As a rough cost comparison — our two 6 volt Costco golf cart batteries provide a usable 175 amp-hrs when discharged to 20% and cost a total of $170, and weigh 130 lbs. The closest Smart battery would be the SB150 provides 150 amp-hrs when fully discharged, costs $1900, and weighs 65 lbs.
The life may be longer for the lithium battery. They apparently will provide many more charge-discharge cycles that FLA or AGM batteries, but cycle life is not much of a factor for RV’s as they just don’t get that many cycles. The warranty on the Smart batteries is 5 years, which is good.

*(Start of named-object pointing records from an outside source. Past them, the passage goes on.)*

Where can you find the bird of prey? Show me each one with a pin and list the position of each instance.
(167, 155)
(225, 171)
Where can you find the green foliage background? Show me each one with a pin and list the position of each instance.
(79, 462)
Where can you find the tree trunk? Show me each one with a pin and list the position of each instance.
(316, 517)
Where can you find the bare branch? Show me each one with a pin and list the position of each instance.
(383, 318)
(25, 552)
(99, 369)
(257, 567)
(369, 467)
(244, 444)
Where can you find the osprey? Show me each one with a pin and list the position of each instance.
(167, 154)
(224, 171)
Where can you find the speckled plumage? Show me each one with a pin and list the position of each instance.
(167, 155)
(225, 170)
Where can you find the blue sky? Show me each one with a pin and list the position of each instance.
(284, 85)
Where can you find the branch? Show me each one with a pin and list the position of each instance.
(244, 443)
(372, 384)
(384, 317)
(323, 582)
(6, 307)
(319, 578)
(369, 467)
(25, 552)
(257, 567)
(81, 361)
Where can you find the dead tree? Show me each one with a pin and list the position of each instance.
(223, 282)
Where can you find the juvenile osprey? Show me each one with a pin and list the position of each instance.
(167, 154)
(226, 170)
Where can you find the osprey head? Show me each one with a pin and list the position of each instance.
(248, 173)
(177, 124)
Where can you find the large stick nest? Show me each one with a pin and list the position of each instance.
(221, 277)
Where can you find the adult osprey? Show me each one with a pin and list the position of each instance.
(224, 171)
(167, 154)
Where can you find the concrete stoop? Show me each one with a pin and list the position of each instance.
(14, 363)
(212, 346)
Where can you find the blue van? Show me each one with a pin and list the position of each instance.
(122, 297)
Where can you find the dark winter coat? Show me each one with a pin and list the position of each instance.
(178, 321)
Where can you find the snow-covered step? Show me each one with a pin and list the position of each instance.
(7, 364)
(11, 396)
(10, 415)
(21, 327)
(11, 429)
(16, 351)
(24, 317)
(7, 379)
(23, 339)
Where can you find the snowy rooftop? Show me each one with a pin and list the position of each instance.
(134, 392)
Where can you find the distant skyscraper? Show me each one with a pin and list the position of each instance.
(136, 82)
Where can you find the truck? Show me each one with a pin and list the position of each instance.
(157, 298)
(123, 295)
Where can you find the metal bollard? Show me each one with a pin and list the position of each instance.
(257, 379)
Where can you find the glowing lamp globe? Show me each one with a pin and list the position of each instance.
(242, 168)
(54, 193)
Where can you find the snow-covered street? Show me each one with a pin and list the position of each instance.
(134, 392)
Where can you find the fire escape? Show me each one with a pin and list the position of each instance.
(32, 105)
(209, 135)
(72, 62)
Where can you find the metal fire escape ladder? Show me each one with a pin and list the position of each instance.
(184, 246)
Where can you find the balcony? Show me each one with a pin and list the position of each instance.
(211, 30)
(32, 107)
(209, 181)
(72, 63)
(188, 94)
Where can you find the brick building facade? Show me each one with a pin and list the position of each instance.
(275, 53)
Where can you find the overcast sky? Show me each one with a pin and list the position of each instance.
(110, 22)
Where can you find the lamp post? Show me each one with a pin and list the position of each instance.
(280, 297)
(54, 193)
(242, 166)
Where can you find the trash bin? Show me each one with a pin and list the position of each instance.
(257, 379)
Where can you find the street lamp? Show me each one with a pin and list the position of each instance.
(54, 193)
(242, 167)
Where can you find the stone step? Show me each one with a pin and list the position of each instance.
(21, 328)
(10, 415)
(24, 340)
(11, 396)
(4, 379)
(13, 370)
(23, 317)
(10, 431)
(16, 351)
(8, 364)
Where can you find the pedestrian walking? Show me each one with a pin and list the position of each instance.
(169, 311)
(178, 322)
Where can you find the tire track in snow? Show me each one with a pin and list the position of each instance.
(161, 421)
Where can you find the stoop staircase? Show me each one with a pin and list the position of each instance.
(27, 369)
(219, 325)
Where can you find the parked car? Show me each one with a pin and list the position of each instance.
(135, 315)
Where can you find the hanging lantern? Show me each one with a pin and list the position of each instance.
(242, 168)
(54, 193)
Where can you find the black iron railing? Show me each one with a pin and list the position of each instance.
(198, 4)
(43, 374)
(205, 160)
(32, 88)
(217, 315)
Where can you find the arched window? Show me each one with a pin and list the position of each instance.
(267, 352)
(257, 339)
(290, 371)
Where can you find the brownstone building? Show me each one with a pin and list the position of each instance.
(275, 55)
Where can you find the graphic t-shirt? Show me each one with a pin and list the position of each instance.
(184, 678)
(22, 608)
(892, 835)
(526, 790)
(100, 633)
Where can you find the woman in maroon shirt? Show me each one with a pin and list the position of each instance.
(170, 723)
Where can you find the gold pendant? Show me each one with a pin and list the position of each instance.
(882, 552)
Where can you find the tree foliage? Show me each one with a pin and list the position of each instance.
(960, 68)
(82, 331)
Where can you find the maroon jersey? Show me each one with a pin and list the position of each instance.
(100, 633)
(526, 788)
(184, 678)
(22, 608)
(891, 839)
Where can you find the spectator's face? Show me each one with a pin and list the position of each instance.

Some claim a cycle life of 4000 cycles for lithium — if you use your RV 50 times a year, that’s 80 years — you may not live long enough to get the full benefit 🙂
There is a comment from Ralph below that you should take a look at if interested in Lithium batteries.
I do think that as the price of lithium batteries drop, that they will become an attractive way to go — especially for people with heavy loads and/or full timers.
Good battery references
Trojan Batteries — lots of reference data — battery specs, user guides, application guides…
US Battery — lots of reference data.
EastPenn — maker of Deka AGM batteries.
Trojan Battery T105, a 225 amp-hr, 6 v0lt, deep cycle FLA battery… Specs on capacity, charging, etc.
Trojan Battery T105 AGM, this is the T105 in AGM form… One way to compare AGM and FLA in the same size battery.
US Battery AGM 6V27, a 214 amp-hr, 6 volt, AGM deep cycle battery… Gives complete specs on this battery including capacity, recommended charge voltage and amperage, and expected life cycles vs DOD.
There is a lot of data out there on batteries and charging systems on the internet. While some of this material is good and helpful a surprising percentage is just plain wrong. So, be careful — the references given above are good. For other sources, I’d treat everything with some skepticism and try to check multiple sources. Trojan battery offers a lot of good data on their site, and will answer email or phone questions and in my experience they know their batteries well.